Marine Class : Au cœur de cette envie de collaborer il y a le partage. D’un côté nous avons chacune cette démarche solitaire de l’introspection et de l’autre, tout l’inverse en étant complètement en accord avec un binôme. Cette dynamique est tout autre et est aussi très joyeuse. Nous sommes réellement dans l’amusement quand nous travaillons ensemble !
C’est aussi une forme de liberté de travailler à deux. L’intuition issue de ce travail commun et la confiance que nous nous accordons nous permet d’aller dans des directions que je n’emprunterais jamais dans ma pratique personnelle. C’est pour moi une nouvelle échelle de travail, un nouveau prisme à travers lequel je peux réfléchir et produire plastiquement.

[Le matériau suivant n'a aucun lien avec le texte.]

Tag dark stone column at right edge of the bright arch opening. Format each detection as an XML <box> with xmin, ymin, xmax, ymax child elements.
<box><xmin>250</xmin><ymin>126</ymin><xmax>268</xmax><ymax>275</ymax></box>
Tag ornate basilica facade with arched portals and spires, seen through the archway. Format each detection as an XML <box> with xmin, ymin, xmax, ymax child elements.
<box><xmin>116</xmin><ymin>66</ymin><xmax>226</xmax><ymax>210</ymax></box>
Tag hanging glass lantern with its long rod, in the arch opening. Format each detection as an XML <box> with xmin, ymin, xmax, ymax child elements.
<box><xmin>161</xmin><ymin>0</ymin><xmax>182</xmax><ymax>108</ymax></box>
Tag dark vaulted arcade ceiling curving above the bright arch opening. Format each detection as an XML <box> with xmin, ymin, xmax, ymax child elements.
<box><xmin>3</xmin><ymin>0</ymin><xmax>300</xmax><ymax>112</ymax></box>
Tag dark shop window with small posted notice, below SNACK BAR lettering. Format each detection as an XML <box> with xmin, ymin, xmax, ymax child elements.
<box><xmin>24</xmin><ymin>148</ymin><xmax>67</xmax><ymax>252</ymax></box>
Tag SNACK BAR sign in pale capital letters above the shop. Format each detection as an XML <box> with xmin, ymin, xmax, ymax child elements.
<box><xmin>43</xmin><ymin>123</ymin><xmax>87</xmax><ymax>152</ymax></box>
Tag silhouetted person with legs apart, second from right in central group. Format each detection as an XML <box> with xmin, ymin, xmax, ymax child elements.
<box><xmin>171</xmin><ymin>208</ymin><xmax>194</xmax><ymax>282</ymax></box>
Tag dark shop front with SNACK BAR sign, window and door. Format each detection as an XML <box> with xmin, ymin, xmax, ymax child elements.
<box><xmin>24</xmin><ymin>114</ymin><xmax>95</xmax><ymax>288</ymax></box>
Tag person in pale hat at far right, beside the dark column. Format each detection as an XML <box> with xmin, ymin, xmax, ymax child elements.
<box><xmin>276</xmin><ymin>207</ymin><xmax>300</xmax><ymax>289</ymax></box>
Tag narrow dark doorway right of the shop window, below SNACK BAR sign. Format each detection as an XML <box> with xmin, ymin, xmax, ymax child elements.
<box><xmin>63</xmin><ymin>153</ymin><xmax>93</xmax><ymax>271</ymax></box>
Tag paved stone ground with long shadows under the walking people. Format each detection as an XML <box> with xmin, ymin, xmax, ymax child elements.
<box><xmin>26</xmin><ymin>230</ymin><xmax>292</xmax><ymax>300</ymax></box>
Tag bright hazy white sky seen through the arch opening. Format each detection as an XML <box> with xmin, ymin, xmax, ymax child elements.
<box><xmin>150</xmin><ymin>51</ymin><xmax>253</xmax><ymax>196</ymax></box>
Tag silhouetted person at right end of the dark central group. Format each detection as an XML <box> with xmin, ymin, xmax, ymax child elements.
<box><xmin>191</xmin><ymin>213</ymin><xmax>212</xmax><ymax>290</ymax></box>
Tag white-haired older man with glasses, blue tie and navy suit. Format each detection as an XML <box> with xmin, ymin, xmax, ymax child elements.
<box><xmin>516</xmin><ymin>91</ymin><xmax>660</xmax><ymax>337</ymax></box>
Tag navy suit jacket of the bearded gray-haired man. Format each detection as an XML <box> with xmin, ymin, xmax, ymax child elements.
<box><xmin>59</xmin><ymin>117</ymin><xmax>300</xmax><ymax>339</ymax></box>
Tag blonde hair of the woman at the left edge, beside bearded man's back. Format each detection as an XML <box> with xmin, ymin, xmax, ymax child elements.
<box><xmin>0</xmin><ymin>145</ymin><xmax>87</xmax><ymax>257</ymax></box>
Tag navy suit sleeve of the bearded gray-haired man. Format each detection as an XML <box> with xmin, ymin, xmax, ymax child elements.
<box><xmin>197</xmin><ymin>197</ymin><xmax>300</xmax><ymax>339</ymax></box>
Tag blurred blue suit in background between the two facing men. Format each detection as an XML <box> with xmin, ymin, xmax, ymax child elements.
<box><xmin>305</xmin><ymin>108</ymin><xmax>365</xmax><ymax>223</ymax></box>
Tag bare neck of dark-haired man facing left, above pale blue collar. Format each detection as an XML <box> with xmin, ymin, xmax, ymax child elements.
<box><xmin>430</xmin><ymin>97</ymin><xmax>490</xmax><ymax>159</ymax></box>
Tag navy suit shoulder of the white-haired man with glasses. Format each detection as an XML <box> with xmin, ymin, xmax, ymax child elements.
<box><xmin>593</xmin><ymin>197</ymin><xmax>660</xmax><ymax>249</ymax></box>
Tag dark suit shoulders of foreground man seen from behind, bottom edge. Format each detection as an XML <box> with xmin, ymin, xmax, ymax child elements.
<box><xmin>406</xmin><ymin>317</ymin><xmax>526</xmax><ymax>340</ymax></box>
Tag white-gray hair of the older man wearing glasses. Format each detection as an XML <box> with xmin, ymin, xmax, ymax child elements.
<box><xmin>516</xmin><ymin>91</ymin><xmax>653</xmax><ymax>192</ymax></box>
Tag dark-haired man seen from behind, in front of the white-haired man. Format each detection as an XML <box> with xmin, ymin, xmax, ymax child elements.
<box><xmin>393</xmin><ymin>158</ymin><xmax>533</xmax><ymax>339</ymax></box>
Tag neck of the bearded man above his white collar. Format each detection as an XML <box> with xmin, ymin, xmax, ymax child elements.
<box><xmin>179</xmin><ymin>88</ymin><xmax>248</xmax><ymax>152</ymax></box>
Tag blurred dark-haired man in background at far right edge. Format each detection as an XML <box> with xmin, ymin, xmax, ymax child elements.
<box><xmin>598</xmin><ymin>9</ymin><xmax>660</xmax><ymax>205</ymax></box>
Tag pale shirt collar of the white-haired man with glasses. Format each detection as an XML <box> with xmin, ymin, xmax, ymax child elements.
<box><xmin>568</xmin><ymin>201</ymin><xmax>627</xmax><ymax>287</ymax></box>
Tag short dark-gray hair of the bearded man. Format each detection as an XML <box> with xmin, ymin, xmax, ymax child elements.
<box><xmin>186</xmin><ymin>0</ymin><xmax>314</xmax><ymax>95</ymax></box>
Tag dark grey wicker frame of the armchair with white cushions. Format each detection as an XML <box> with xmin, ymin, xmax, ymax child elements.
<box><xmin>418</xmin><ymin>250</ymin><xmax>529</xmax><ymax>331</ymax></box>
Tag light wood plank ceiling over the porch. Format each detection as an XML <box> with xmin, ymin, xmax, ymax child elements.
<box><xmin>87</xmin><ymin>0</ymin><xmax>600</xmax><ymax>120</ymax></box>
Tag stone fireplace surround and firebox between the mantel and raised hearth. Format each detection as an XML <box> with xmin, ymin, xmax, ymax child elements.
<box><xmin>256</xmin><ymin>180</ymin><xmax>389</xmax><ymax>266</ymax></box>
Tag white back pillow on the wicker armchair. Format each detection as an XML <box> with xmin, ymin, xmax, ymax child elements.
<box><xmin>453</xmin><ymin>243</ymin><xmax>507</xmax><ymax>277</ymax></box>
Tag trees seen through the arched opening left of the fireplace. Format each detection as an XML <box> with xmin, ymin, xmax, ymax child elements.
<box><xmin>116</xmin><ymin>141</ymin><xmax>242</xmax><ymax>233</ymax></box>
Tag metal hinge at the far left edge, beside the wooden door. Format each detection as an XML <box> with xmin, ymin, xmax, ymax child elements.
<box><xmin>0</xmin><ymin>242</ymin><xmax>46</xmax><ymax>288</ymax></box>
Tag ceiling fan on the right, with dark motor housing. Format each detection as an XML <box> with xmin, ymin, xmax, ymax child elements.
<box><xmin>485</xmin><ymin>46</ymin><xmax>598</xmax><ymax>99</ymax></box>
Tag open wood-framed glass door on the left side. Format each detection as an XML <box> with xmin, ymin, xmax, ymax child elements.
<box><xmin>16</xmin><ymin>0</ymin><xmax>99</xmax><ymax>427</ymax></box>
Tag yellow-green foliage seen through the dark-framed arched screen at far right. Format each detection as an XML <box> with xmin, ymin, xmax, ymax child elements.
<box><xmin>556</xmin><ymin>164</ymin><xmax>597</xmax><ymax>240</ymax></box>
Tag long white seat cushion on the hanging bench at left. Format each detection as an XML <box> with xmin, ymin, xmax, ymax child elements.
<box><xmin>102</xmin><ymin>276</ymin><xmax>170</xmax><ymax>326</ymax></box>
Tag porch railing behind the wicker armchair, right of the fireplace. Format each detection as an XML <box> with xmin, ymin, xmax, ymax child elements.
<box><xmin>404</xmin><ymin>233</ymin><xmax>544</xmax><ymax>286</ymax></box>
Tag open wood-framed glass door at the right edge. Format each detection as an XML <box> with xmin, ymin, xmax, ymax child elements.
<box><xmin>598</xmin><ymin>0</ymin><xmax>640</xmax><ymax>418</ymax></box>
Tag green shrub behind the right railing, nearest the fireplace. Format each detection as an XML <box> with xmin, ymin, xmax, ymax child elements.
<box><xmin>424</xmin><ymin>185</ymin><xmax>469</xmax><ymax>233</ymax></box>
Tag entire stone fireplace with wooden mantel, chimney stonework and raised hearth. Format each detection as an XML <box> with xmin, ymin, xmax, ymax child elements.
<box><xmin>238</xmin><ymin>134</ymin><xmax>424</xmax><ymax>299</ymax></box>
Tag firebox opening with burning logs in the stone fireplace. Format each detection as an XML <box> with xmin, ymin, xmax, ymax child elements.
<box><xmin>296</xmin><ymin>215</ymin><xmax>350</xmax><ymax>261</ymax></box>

Une autre échelle intervient de plus en plus dans mon travail c’est celle du territoire. Ma pratique prend un angle qui s’adapte à l’endroit où je vis, où je travaille et les matériaux de fait, s’adaptent aussi, changent et suivent ce positionnement. Ma manière de vivre et ma conscience écologique ont cette influence sur mes réalisations et sont prégnantes dans mon travail plastique et dans les techniques de réalisation de mes œuvres. Cette évidence du quotidien aujourd’hui devient également une éthique artistique, une manière de réfléchir autrement les matériaux, les techniques, les formes. La contrainte (que je perçois comme une évidence) stimule la créativité.